As anomalies are detected, alerts are triggered at the infrastructure level. So, you’re notified as soon as irregular behavior occurs rather than having to wait for data to arrive in your downstream observability platform. Edge Delta reduces false positives by basing alerts on sentiment scoring. This way, teams are only seeing alerts with a high probability of anomalous behavior. In one example, a leading travel technology company was able to reduce alert fatigue by 7% when using Edge Delta – a significant improvement given the scale of their environment.

Anomalies

Our Anomalies feature aids in the troubleshooting process by providing context into an issue. When an issue occurs, Anomalies provides the exact window of time the issue happened and any relevant data that contributed to the anomaly. It also communicates what systems, components, or services may have been affected. This way, when an alert fires, users no longer have to manually sift through their log data in order to figure out what happened and what was affected.
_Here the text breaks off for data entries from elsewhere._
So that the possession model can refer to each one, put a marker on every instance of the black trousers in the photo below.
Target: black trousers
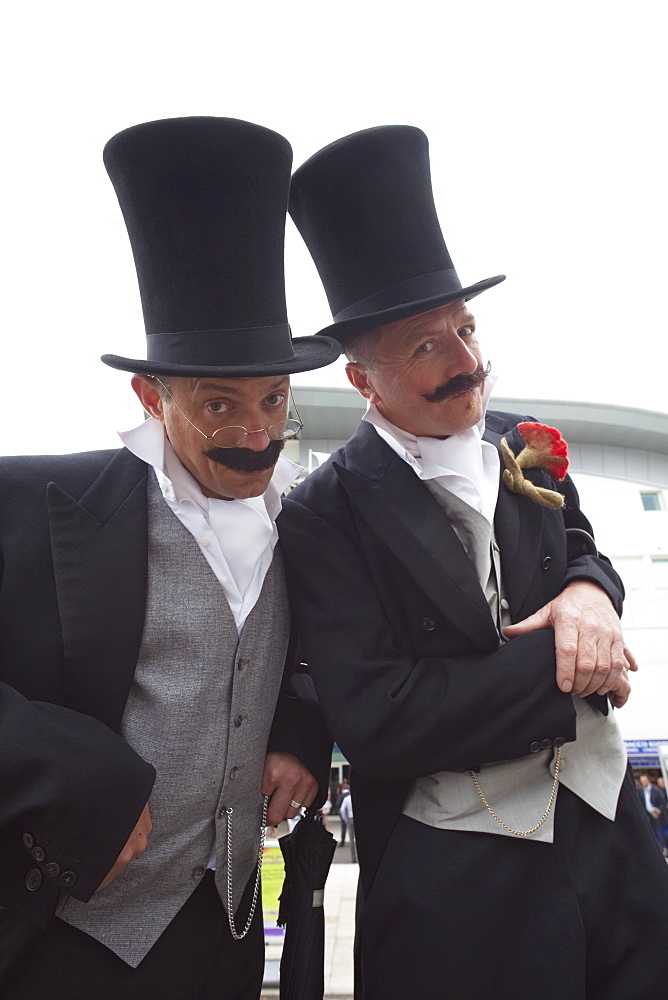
(474, 916)
(195, 958)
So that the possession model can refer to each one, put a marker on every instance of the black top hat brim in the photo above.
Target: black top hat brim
(346, 330)
(308, 353)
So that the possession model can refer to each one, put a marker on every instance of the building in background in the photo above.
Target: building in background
(619, 463)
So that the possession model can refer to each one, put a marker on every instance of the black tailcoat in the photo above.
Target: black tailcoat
(73, 559)
(397, 633)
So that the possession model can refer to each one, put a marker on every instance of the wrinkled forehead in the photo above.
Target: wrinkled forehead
(234, 388)
(405, 332)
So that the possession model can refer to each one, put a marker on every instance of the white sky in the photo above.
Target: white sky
(546, 125)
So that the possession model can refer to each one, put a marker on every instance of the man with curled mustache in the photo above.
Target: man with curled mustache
(464, 640)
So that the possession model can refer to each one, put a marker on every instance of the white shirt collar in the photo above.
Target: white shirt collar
(149, 442)
(462, 463)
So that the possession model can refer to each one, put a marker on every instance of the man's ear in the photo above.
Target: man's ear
(359, 377)
(148, 396)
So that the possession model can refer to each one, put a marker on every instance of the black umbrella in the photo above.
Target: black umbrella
(307, 853)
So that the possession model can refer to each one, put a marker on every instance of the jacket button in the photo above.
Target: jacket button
(33, 879)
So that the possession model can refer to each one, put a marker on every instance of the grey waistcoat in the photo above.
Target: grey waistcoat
(518, 790)
(200, 709)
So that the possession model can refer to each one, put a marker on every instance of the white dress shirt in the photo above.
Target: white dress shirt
(463, 463)
(237, 537)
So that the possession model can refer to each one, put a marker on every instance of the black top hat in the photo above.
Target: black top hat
(205, 202)
(365, 209)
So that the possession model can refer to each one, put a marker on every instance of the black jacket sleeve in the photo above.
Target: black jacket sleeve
(69, 787)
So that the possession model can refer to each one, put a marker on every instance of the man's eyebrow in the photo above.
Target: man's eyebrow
(428, 330)
(235, 390)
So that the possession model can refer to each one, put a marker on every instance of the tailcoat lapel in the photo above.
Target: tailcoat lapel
(517, 519)
(400, 510)
(99, 546)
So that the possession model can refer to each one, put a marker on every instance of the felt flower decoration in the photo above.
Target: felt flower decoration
(544, 449)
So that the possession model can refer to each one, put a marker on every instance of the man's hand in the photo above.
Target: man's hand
(591, 655)
(286, 780)
(136, 845)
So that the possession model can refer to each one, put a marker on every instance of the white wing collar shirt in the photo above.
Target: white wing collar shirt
(463, 463)
(237, 537)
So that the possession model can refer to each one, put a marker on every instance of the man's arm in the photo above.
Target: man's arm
(74, 786)
(591, 655)
(392, 715)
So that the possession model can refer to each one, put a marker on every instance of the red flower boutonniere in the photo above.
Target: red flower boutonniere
(544, 449)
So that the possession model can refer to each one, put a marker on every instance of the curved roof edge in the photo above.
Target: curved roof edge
(585, 423)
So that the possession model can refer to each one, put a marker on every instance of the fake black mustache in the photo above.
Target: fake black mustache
(460, 383)
(245, 460)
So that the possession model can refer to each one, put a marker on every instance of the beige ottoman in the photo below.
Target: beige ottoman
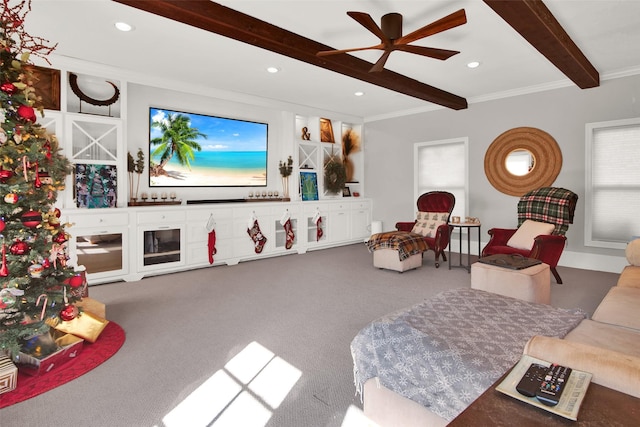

The Anomalies feature proactively highlights all the key information for quicker troubleshooting – it’s as if someone has already looked at your log data and told you exactly what you needed. As Justin Head, VP of DevOps at Super League Gaming noted, “Edge Delta surfaced [anomalies] almost immediately, and we were able to pinpoint the exact service that was throwing the errors, so developers could start looking into it and digging in,”

Kubernetes Overview

The Kubernetes Overview page allows you to observe your environment at a high level. So, you can quickly understand if every resource is behaving normally – and drill into individual components if not. Each resource is represented by a circle. The bigger the circle, the more logs the resource is creating. If a circle is red, there is an issue occurring. Here you can quickly access the insights needed to troubleshoot issues quickly.

Log Search

With Edge Delta’s new Live Search feature, you have the option to access all raw logs when you need to. All full-fidelity log data is stored using a column-oriented backend. This provides a cost-effective alternative to traditional log indexes, so teams no longer have to filter out valuable data.

Immediate Results at Zero Cost

Edge Delta streamlines detection, alerting, and troubleshooting processes. Customers are seeing clear results:

When Super League Gaming adopted Edge Delta, they were able to resolve issues within an hour – a process that previously took them upwards of six hours.
Webscale was able to reduce debugging times by over 3x when they made the switch Edge Delta.

In both cases, our customers have better anomaly detection capabilities, auto-generated insights, interpretable behavior analytics, and more. Wasting time on repetitive tasks related to detection and troubleshooting is a thing of the past. Tasks that were once manual are now done for you, empowering them to respond to issues faster and stay ahead of release cycles.